Вот тебе мое первое морское путешествие. На той неделе я, вероятно, поеду в море настоящее, в Баку. Во всяком случае ты не беспокойся: все это только беспокойно, но совершенно безопасно, потому что делается людьми опытными и моряками хорошими. Детей целую и благословляю, Надежде Аполлоновне{575} и Маше поклонись. Обнимаю тебя.

Твой Писемский.

25 марта

Адрес мой: в Астрахань на мое имя.

Сбереги это мое письмо! Адресую по твоему письму в Галич.

А.Н.ОСТРОВСКОМУ

[15 февраля 1857 г., С.-Петербург].

Любезный друг,

Александр Николаевич!

Посылаю два экз. моей "Старой Барыни", из которых один тебе, а другой передай от меня Садовскому. Твои сценки в "Современнике" я прочитал{576} и прочитал с удовольствием, и когда я читал их другим, – все хохотали; но мнение большинства литературного таково, что в них ты повторяешься; хотя в то же время все очень хорошо убеждены, что виноват в этом случае не ты, а среда, и душевное желание всех людей, тебя любящих и понимающих, чтоб ты переходил в другие сферы: на одной среде ни один из больших европейских и русских писателей не останавливался, потому что это сверх творческих средств. Если мы и не мастера первого разряда, то все-таки в нас есть настолько душевных сил, чтобы переходить из одной среды в другую. Если же ты этого не можешь сделать, то знакомься больше и больше с купеческим бытом более высшим; или, наконец, отчего ты не займешься мужиком, которого ты, я знаю, – знаешь? Говорят, твоя новая комедия{576} из чинов быта. Я радуюсь заранее. Знаю, что у тебя сюжет созрел, но выполнил ли ты, как большой маэстро по драматической части, со всей подробностью и объективностью характер? Читал ли ты критич. разборы Дружинина{576}, где он говорит, что ты, Толстой и я – представители направления, независимого от критик. В какой мере это справедливо, я не могу судить, но уже и то хорошо, что нас определили независимыми от критик. Григорович, приехавший в Петербург, первым долгом обнародовал везде, что А.А.Григорьев пропал без вести и что его ищут чрез полицию. Не знавши этого, я встретился с Григоровичем в магазине Печаткина{576} и, по известной тебе моей к нему симпатии, обругал его за весь его литературный блуд, и он теперь скрылся у И.А.Гончарова и ругает меня как свинью, которая не умеет себя держать в обществе, а при встрече со мной – побаивается меня. Если ты можешь приехать в Петербург, приезжай; мы с тобой, может быть, что-нибудь и сделаем тут, тем более, что на плечах "Современник". Боткин здесь пакостит, насколько он может пакостить. Все это до такой степени возмутило меня – чего при нашем бесценном Иване Сергеевиче не бывало, – возмутило так, что я, кроме ругани, ничего этим господам не говорю.

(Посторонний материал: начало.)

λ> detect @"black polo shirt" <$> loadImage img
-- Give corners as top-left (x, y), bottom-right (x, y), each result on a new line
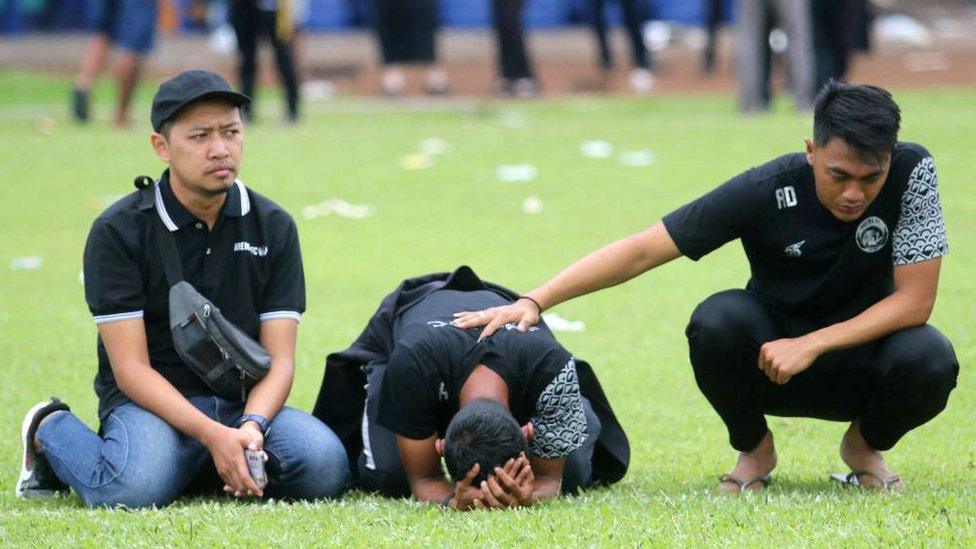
top-left (377, 289), bottom-right (588, 459)
top-left (83, 170), bottom-right (305, 421)
top-left (662, 142), bottom-right (948, 324)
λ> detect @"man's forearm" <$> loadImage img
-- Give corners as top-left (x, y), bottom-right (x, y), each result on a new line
top-left (410, 477), bottom-right (454, 505)
top-left (527, 221), bottom-right (681, 310)
top-left (243, 358), bottom-right (294, 422)
top-left (248, 318), bottom-right (299, 422)
top-left (806, 291), bottom-right (932, 355)
top-left (116, 362), bottom-right (219, 443)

. . . . . . . . . . . . . . . . . . . . . . . . . . . . . . . . . . . .

Затем прощай и не повторяйся так, как ты повторился в твоем последнем произведении.

Подписал Алексей Писемский.

Литературный секретарь И.Горбунов.

А.Н.ОСТРОВСКОМУ

[30 марта 1857 г., С.-Петербург].

Любезный друг,

Александр Николаевич!

. . . . . . . . . . . . . . . . . . . . . . . . . . . . . . . . . . . .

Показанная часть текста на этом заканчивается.